«
Juste avant l'oubli »,
Alice Zeniter (280P, J'ai lu).
Franck, infirmier, trentenaire doux et sensible, un petit côté « Jean de la lune », va rejoindre sur une petite île perdue et sauvage des Hébrides (au large de l'Ecosse), sa compagne Emilie, qui y séjourne depuis trois mois. Celle-ci y prépare un séminaire d'universitaires sur la vie et l'oeuvre de Galwin Donnel, (écrivain génial de romans policiers, mondialement connu, et mort sur cette même île dans des conditions troubles - suicide, accident ?…- vingt ans plus tôt), tout en travaillant sa thèse de littérature sur ce même auteur.
Pendant une semaine sur ce bout de rocher isolé face à l'océan, les rencontres se succèdent, les liens se nouent, les caractères se dévoilent, entre communications mégalo-universitaires, égos gonflés, petits palabres et fatuités ridicules.
S'agissant d'une sorte de huis-clos centré sur un maître du polard bizarrement disparu, on se dit que «
Juste avant l'Oubli » va justement tourner en polard à la
Agatha Christie, mais non, il s'agit de bien autre chose (sauf peut-être à la fin où le polard qui n'en est pas un finit presque par se mordre la queue…), c'est plus une sorte de pastiche de roman policier.

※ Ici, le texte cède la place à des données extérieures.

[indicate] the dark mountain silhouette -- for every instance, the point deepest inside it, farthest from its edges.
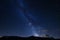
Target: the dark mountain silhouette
(25, 38)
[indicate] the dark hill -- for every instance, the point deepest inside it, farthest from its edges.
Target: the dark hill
(26, 38)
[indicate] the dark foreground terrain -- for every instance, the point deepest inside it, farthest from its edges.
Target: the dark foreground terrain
(25, 38)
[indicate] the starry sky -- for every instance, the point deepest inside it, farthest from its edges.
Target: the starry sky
(17, 17)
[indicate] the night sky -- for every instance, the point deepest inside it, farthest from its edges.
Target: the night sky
(29, 17)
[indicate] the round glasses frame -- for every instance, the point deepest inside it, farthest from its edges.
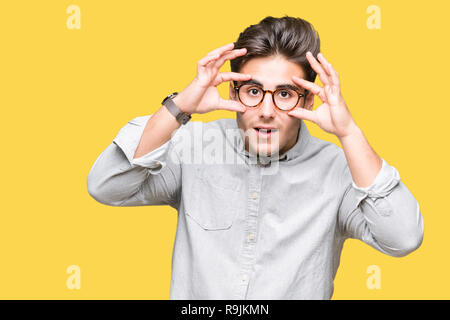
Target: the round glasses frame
(300, 95)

La première qualité de cette fiction romanesque d'
Alice Zeniter, c'est une véritable virtuosité dans l'écriture. Tout est mis en forme pour donner de la consistance à l'écrivain disparu, au point que parfois le lecteur se demande si Galwin Donnel n'aurait pas vraiment existé, ou s'il est bien sorti de l'imagination d'
Alice Zéniter. Celle-ci glisse ici ou là dans des notes en bas de pages des remarques de critiques ou d'éditeurs bien réels, les citations extraites des soi-disant romans de feu l'auteur sont bien imaginées. Et quelques-uns des exposés des spécialistes es-Donnel, sont retranscrits dans un jargon parfaitement crédible et réaliste, (y compris dans leurs dimensions parfois narcissiques et auto-suffisantes), on sent qu'
Alice Zeniter (qui a enseigné à la Sorbonne) sait de quoi elle parle quand elle évoque les petits travers de ce milieu.

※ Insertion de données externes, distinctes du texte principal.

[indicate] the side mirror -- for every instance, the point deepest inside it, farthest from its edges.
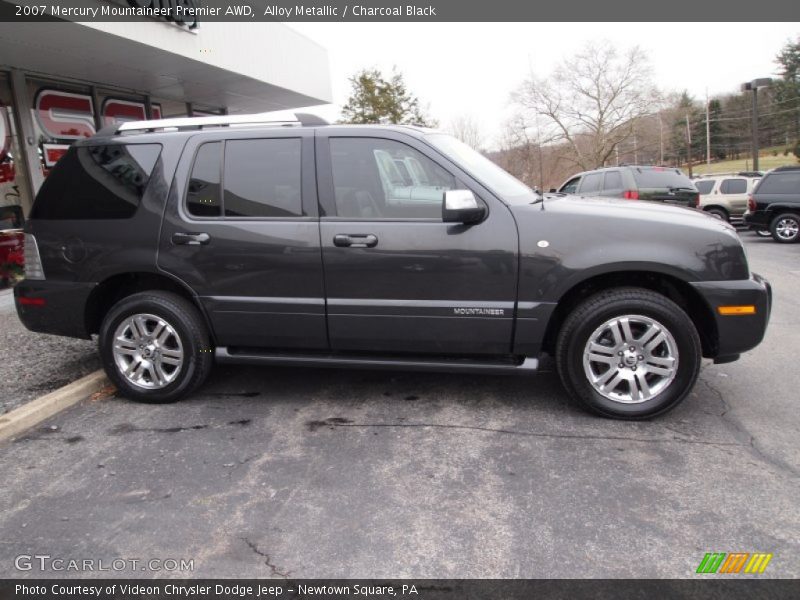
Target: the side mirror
(461, 206)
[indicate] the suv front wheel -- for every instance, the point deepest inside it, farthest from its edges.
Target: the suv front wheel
(628, 353)
(785, 228)
(155, 347)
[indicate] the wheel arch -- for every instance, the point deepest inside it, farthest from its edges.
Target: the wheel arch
(674, 288)
(116, 287)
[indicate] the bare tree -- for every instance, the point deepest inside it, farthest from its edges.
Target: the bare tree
(467, 129)
(591, 102)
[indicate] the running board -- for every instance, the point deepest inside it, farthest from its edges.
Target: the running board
(247, 356)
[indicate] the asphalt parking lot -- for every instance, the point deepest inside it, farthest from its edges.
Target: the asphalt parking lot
(33, 364)
(314, 473)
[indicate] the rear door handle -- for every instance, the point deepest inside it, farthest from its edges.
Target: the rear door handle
(190, 239)
(355, 240)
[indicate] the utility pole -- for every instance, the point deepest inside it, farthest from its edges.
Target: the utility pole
(689, 145)
(752, 86)
(708, 130)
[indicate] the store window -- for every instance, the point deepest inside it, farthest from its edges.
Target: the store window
(14, 198)
(13, 192)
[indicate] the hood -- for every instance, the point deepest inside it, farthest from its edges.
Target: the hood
(580, 233)
(637, 210)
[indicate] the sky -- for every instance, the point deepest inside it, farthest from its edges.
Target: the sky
(471, 69)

Pendant ce colloque, Franck, amoureux éperdu de sa belle, se sent décalé, pas à sa place, ce monde là n'est pas le sien, et il va, presque malgré lui, se lier à un homme rugueux, une sorte de gardien, seul habitant à l'année depuis si longtemps de ce bout de terre perdu, et qui a connu l'auteur défunt.
L'intérêt de ce roman tient peu dans l'intrigue en elle-même, que j'ai trouvée dans l'ensemble assez pauvre (malgré quelques jolis rebonds narratifs dans la dernière partie). Mais c'est une écriture extrêmement habile, souvent drôle sans avoir l'air d'y toucher, avec parfois de jolies formules : («Les universitaires continuaient à parler de sujets difficiles en grignotant. Au coin des bouches, les miettes de friands à la saucisse se mêlaient aux citations.» / «Sa tête pesait un bon poids de dégoût.» / «Ils (les universitaires) parlaient en notes de bas de pages sans que la conversation révélât jamais le corps du texte.») Les portraits sont particulièrement réussis (à commencer par celui de Franck, maladroit et émouvant, qui est au coeur du roman). Les mécanismes d'une relation amoureuse, de ce à quoi elle tient, et comment parfois elle peut se déliter facilement, sont aussi décrits de manière très juste.
Même si cet opus n'a pas l'intensité à mes yeux exceptionnelle de «
L'Art de perdre», sorti deux ans plus tard, c'est un bon roman, vite lu, agréable et très bien ficelé.